While the grave was being opened the women sat down among the flat tombstones, bordered with a pale fringe of early bracken, and began the wild keen, or crying for the dead. Each old woman, as she took her turn in the leading recitative, seemed possessed for the moment with a profound ecstasy of grief, swaying to and fro, and bending her forehead to the stone before her, while she called out to the dead with a perpetually recurring chant of sobs.
All round the graveyard other wrinkled women, looking out from under the deep red petticoats that cloaked them, rocked themselves with the same rhythm, and intoned the inarticulate chant that is sustained by all as an accompaniment.
The morning had been beautifully fine, but as they lowered the coffin into the grave, thunder rumbled overhead and hailstones hissed among the bracken.
In Ini
shmaan one is forced to believe in a sympathy between man and nature, and at this moment when the thunder sounded a death-peal of extraordinary grandeur above the voices of the women, I could see the faces near me stiff and drawn with emotion.
When the coffin was in the grave, and the thunder had rolled away across the hills of Clare, the keen broke out again more passionately than before.

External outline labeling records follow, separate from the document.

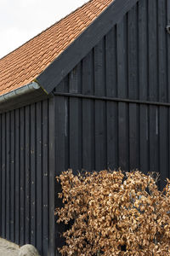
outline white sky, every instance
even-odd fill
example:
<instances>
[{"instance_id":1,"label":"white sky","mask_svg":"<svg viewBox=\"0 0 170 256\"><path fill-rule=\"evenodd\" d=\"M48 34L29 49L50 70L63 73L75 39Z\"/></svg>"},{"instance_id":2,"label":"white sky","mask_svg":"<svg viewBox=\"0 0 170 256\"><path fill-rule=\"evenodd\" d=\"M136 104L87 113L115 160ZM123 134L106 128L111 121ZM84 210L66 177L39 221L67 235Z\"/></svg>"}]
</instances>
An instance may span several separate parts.
<instances>
[{"instance_id":1,"label":"white sky","mask_svg":"<svg viewBox=\"0 0 170 256\"><path fill-rule=\"evenodd\" d=\"M0 0L0 58L88 0Z\"/></svg>"}]
</instances>

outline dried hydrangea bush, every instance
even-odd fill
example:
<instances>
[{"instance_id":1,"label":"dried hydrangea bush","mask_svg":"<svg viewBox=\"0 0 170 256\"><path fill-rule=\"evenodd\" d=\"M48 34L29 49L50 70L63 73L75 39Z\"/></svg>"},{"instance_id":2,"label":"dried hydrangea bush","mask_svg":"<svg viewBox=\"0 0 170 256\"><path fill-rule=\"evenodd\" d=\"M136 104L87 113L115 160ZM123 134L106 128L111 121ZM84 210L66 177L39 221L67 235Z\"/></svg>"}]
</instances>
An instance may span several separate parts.
<instances>
[{"instance_id":1,"label":"dried hydrangea bush","mask_svg":"<svg viewBox=\"0 0 170 256\"><path fill-rule=\"evenodd\" d=\"M58 223L72 223L62 255L170 255L170 180L162 192L153 175L139 171L69 170L57 180Z\"/></svg>"}]
</instances>

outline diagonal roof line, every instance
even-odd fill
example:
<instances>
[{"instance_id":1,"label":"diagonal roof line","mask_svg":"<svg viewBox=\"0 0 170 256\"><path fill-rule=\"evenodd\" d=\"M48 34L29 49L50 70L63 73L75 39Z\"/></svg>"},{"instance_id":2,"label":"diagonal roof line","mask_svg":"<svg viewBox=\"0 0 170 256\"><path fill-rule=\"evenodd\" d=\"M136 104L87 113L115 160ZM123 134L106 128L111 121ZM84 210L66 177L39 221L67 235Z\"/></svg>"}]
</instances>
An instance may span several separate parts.
<instances>
[{"instance_id":1,"label":"diagonal roof line","mask_svg":"<svg viewBox=\"0 0 170 256\"><path fill-rule=\"evenodd\" d=\"M37 79L50 93L139 0L115 0Z\"/></svg>"},{"instance_id":2,"label":"diagonal roof line","mask_svg":"<svg viewBox=\"0 0 170 256\"><path fill-rule=\"evenodd\" d=\"M0 60L0 95L32 81L114 0L90 0Z\"/></svg>"}]
</instances>

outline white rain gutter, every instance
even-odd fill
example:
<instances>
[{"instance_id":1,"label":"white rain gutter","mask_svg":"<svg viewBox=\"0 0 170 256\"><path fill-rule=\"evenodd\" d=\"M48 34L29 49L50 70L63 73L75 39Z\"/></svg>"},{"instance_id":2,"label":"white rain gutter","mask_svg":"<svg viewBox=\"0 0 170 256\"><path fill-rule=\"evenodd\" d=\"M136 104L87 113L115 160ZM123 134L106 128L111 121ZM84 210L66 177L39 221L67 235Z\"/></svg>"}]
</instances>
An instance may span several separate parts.
<instances>
[{"instance_id":1,"label":"white rain gutter","mask_svg":"<svg viewBox=\"0 0 170 256\"><path fill-rule=\"evenodd\" d=\"M37 82L32 82L20 88L15 89L10 92L0 96L0 104L8 100L14 100L15 97L20 96L37 89L40 89L40 86Z\"/></svg>"}]
</instances>

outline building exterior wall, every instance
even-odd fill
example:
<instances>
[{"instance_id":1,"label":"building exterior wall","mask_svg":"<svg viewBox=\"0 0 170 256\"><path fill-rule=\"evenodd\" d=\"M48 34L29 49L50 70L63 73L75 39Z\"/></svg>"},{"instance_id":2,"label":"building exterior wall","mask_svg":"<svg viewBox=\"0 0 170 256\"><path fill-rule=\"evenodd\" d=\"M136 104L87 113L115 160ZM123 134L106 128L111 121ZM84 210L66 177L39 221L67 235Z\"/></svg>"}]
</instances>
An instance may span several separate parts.
<instances>
[{"instance_id":1,"label":"building exterior wall","mask_svg":"<svg viewBox=\"0 0 170 256\"><path fill-rule=\"evenodd\" d=\"M159 172L162 189L170 177L169 19L168 0L139 1L56 86L56 174L138 168Z\"/></svg>"},{"instance_id":2,"label":"building exterior wall","mask_svg":"<svg viewBox=\"0 0 170 256\"><path fill-rule=\"evenodd\" d=\"M54 256L54 176L139 168L169 177L169 0L140 0L54 90L0 115L0 236ZM58 255L59 253L56 253Z\"/></svg>"},{"instance_id":3,"label":"building exterior wall","mask_svg":"<svg viewBox=\"0 0 170 256\"><path fill-rule=\"evenodd\" d=\"M0 236L49 243L49 100L0 115Z\"/></svg>"}]
</instances>

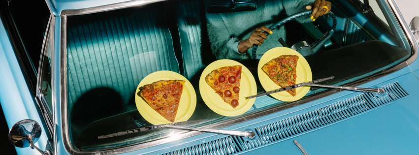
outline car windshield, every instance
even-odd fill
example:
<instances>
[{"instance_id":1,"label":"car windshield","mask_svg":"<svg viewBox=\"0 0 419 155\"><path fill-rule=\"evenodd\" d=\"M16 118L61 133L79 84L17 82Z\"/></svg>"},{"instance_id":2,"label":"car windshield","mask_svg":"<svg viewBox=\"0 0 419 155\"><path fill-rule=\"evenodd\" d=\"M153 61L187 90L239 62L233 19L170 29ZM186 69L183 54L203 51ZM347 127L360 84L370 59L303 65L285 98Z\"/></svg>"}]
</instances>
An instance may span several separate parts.
<instances>
[{"instance_id":1,"label":"car windshield","mask_svg":"<svg viewBox=\"0 0 419 155\"><path fill-rule=\"evenodd\" d=\"M370 0L370 5L375 6L367 7L357 0L331 0L325 8L332 13L315 21L310 12L271 30L257 48L256 57L251 47L239 49L242 41L255 30L261 31L258 28L269 28L306 11L306 6L313 1L256 0L256 10L207 13L210 2L218 1L167 0L68 16L66 101L70 139L77 149L109 149L188 132L160 128L116 136L119 132L169 123L138 93L144 85L159 80L186 81L175 122L202 120L184 126L206 127L294 101L318 98L314 97L328 90L304 87L296 89L295 96L284 92L245 98L280 88L274 82L295 78L291 84L295 84L334 76L319 84L353 84L390 69L411 55L404 33L388 13L391 12L385 0ZM316 42L325 37L324 41ZM304 45L307 44L311 46ZM294 50L270 51L278 47ZM278 67L292 71L291 76L287 69L274 76L267 74L269 70L264 72L261 66L282 55L299 56L296 68L291 62ZM260 61L255 59L260 56ZM242 66L242 72L238 105L233 108L230 104L234 103L221 97L228 94L219 95L205 79L214 69L236 64ZM113 133L115 136L98 138Z\"/></svg>"}]
</instances>

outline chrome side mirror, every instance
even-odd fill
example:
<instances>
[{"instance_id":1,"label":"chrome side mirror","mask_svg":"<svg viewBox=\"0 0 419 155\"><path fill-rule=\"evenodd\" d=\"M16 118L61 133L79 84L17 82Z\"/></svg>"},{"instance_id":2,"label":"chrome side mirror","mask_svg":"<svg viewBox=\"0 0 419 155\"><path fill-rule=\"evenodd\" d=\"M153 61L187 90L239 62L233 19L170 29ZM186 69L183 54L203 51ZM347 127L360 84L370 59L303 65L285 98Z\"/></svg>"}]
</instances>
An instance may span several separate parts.
<instances>
[{"instance_id":1,"label":"chrome side mirror","mask_svg":"<svg viewBox=\"0 0 419 155\"><path fill-rule=\"evenodd\" d=\"M410 22L409 27L410 28L410 31L413 33L413 36L418 41L419 38L419 17L416 16L412 19Z\"/></svg>"},{"instance_id":2,"label":"chrome side mirror","mask_svg":"<svg viewBox=\"0 0 419 155\"><path fill-rule=\"evenodd\" d=\"M51 155L49 150L42 151L35 146L35 143L41 136L42 129L36 121L32 120L23 120L16 123L9 131L9 140L15 147L36 149L43 155Z\"/></svg>"}]
</instances>

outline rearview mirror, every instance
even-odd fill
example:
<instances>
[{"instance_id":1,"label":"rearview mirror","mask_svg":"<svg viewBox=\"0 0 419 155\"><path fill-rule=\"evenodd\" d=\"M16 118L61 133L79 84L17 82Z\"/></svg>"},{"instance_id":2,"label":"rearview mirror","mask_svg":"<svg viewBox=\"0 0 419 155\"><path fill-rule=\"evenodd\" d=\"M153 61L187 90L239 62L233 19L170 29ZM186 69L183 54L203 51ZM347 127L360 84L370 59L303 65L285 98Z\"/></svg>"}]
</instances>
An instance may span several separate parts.
<instances>
[{"instance_id":1,"label":"rearview mirror","mask_svg":"<svg viewBox=\"0 0 419 155\"><path fill-rule=\"evenodd\" d=\"M208 13L219 13L232 12L244 12L256 10L255 1L238 1L234 0L213 2L207 8Z\"/></svg>"}]
</instances>

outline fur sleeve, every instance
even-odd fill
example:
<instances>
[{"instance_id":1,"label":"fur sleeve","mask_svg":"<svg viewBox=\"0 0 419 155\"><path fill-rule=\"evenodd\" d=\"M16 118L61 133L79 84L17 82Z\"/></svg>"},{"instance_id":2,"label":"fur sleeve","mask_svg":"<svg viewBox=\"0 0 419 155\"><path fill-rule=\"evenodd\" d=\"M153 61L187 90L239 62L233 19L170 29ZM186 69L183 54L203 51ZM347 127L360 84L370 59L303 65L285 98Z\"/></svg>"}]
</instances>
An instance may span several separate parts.
<instances>
[{"instance_id":1,"label":"fur sleeve","mask_svg":"<svg viewBox=\"0 0 419 155\"><path fill-rule=\"evenodd\" d=\"M246 59L245 55L239 54L237 52L237 42L241 40L231 36L231 33L226 26L223 17L218 14L207 14L206 16L208 39L216 58L217 59Z\"/></svg>"},{"instance_id":2,"label":"fur sleeve","mask_svg":"<svg viewBox=\"0 0 419 155\"><path fill-rule=\"evenodd\" d=\"M306 6L311 5L314 2L314 0L282 0L284 8L288 16L307 11ZM296 20L300 23L309 23L312 21L310 17L309 16L306 16L302 18L297 18Z\"/></svg>"}]
</instances>

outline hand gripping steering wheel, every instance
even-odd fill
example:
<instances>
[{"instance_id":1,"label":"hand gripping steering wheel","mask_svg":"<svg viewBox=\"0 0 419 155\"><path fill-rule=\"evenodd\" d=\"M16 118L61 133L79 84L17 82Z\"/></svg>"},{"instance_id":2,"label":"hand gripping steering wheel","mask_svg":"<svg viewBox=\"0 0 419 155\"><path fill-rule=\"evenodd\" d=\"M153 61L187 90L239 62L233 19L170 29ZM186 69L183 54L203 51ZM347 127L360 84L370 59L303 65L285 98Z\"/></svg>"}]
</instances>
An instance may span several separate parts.
<instances>
[{"instance_id":1,"label":"hand gripping steering wheel","mask_svg":"<svg viewBox=\"0 0 419 155\"><path fill-rule=\"evenodd\" d=\"M308 10L290 16L289 17L283 19L279 22L272 25L272 26L269 27L269 29L273 31L288 22L291 20L295 20L296 18L301 18L302 16L311 14L311 10ZM303 41L294 44L291 47L291 48L297 51L297 52L301 54L303 57L315 54L317 53L317 51L319 51L319 50L320 49L322 46L323 46L323 45L324 45L327 40L329 40L330 37L332 36L332 35L335 31L335 29L336 28L336 17L335 16L335 15L332 12L329 12L329 13L327 13L327 15L330 16L333 20L333 26L332 27L332 30L330 30L330 31L328 32L326 32L324 34L323 34L323 35L320 37L320 38L317 39L317 40L315 41L311 45L308 45L307 42ZM264 31L263 32L265 33L265 34L268 35L267 32ZM252 56L253 57L253 59L260 60L260 58L262 57L262 55L256 55L256 50L258 49L258 45L256 44L253 46L253 48L252 49Z\"/></svg>"}]
</instances>

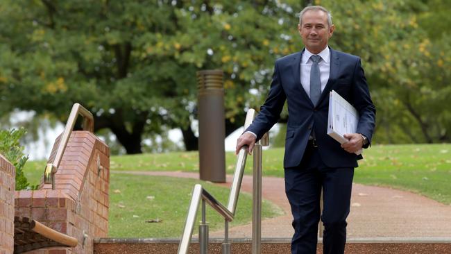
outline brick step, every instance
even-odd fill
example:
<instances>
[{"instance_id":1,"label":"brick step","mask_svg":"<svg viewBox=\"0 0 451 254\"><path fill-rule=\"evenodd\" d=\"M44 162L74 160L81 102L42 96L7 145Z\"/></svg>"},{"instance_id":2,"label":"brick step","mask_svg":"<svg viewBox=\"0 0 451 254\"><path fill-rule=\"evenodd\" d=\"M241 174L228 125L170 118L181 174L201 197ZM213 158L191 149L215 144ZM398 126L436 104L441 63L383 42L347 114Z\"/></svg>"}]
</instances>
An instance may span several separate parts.
<instances>
[{"instance_id":1,"label":"brick step","mask_svg":"<svg viewBox=\"0 0 451 254\"><path fill-rule=\"evenodd\" d=\"M176 253L178 239L155 238L100 238L94 240L94 253ZM209 253L221 253L223 239L211 238ZM262 253L289 253L290 239L264 238ZM252 239L230 239L232 253L250 253ZM321 239L318 239L317 253L323 253ZM346 244L346 254L433 254L451 253L451 238L350 238ZM189 253L199 253L197 239L193 238Z\"/></svg>"}]
</instances>

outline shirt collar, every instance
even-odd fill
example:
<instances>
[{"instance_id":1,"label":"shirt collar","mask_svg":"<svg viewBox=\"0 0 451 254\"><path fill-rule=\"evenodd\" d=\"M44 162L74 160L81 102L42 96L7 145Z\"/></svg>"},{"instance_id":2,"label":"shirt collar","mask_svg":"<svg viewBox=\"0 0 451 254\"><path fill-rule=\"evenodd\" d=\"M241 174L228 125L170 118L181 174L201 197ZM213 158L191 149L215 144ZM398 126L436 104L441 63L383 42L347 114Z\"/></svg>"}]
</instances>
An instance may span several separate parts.
<instances>
[{"instance_id":1,"label":"shirt collar","mask_svg":"<svg viewBox=\"0 0 451 254\"><path fill-rule=\"evenodd\" d=\"M305 49L304 53L303 54L302 63L304 65L306 64L309 59L310 59L310 57L313 55L314 54L312 53L312 52ZM329 49L329 46L326 46L325 49L323 49L318 56L321 56L321 59L323 59L325 62L328 63L330 60L330 50Z\"/></svg>"}]
</instances>

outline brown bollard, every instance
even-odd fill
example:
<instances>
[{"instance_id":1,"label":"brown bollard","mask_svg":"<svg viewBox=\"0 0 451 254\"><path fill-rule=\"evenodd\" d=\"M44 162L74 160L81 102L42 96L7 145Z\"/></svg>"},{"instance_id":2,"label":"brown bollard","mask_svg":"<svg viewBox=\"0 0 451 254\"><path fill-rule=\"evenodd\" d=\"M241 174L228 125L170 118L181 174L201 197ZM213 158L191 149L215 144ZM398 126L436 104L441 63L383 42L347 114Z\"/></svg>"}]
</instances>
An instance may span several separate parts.
<instances>
[{"instance_id":1,"label":"brown bollard","mask_svg":"<svg viewBox=\"0 0 451 254\"><path fill-rule=\"evenodd\" d=\"M226 182L223 73L197 71L199 119L199 176L201 180Z\"/></svg>"}]
</instances>

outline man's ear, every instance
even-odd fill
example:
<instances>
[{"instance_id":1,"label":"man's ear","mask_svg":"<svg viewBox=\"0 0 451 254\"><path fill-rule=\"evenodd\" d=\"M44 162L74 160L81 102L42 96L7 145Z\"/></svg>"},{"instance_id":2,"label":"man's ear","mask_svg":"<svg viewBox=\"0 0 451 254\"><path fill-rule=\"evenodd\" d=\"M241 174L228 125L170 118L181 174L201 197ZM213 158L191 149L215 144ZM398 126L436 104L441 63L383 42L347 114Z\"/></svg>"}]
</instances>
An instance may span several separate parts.
<instances>
[{"instance_id":1,"label":"man's ear","mask_svg":"<svg viewBox=\"0 0 451 254\"><path fill-rule=\"evenodd\" d=\"M335 25L332 24L329 28L329 37L332 37L332 35L334 33L334 31L335 31Z\"/></svg>"}]
</instances>

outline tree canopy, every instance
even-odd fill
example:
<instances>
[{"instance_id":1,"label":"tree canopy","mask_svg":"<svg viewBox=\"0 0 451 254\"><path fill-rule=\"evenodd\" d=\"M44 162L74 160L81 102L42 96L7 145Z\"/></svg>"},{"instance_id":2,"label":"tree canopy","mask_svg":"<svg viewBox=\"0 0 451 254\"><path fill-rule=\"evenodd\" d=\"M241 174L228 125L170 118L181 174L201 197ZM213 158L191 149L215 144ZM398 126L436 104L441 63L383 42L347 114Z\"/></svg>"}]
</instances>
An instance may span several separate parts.
<instances>
[{"instance_id":1,"label":"tree canopy","mask_svg":"<svg viewBox=\"0 0 451 254\"><path fill-rule=\"evenodd\" d=\"M171 128L196 149L196 71L224 71L226 133L235 130L264 99L274 60L302 49L296 14L307 2L3 0L0 114L33 110L64 121L79 102L94 113L96 130L110 129L128 153ZM451 141L451 35L440 24L450 3L315 3L334 17L331 46L362 58L375 137Z\"/></svg>"}]
</instances>

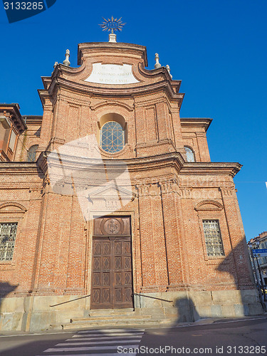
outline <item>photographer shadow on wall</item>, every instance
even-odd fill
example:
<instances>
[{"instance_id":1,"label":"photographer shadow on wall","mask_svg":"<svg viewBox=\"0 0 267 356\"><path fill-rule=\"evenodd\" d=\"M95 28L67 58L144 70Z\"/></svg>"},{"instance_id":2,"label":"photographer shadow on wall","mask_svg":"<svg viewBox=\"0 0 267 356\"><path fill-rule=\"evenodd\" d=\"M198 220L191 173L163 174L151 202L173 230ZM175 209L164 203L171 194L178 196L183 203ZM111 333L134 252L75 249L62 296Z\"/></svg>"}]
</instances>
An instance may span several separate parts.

This grief of the keen is no personal complaint for the death of one woman over eighty years, but seems to contain the whole passionate rage that lurks somewhere in every native of the island. In this cry of pain the inner consciousness of the people seems to lay itself bare for an instant, and to reveal the mood of beings who feel their isolation in the face of a universe that wars on them with winds and seas. They are usually silent, but in the presence of death all outward show of indifference or patience is forgotten, and they shriek with pitiable despair before the horror of the fate to which they are all doomed.
Before they covered the coffin an old man kneeled down by the grave and repeated a simple prayer for the dead.
There was an irony in these words of atonement and Catholic belief spoken by voices that were still hoarse with the cries of pagan desperation.
A little beyond the grave I saw a line of old women who had recited in the keen sitting in the shadow of a wall beside the roofless shell of the church. They were still sobbing and shaken with grief, yet they were beginning to talk again of the daily trifles that veil from them the terror of the world.
When we had all come out of the graveyard, and two men had rebuilt the hole in the wall through which the coffin had been carried in, we walked back to the village, talking of anything, and joking of anything, as if merely coming from the boat-slip, or the pier.
One man told me of the poteen drinking that takes place at some funerals.
‘A while since,’ he said, ‘there were two men fell down in the graveyard while the drink was on them. The sea was rough that day, the way no one could go to bring the doctor, and one of the men never woke again, and found death that night.’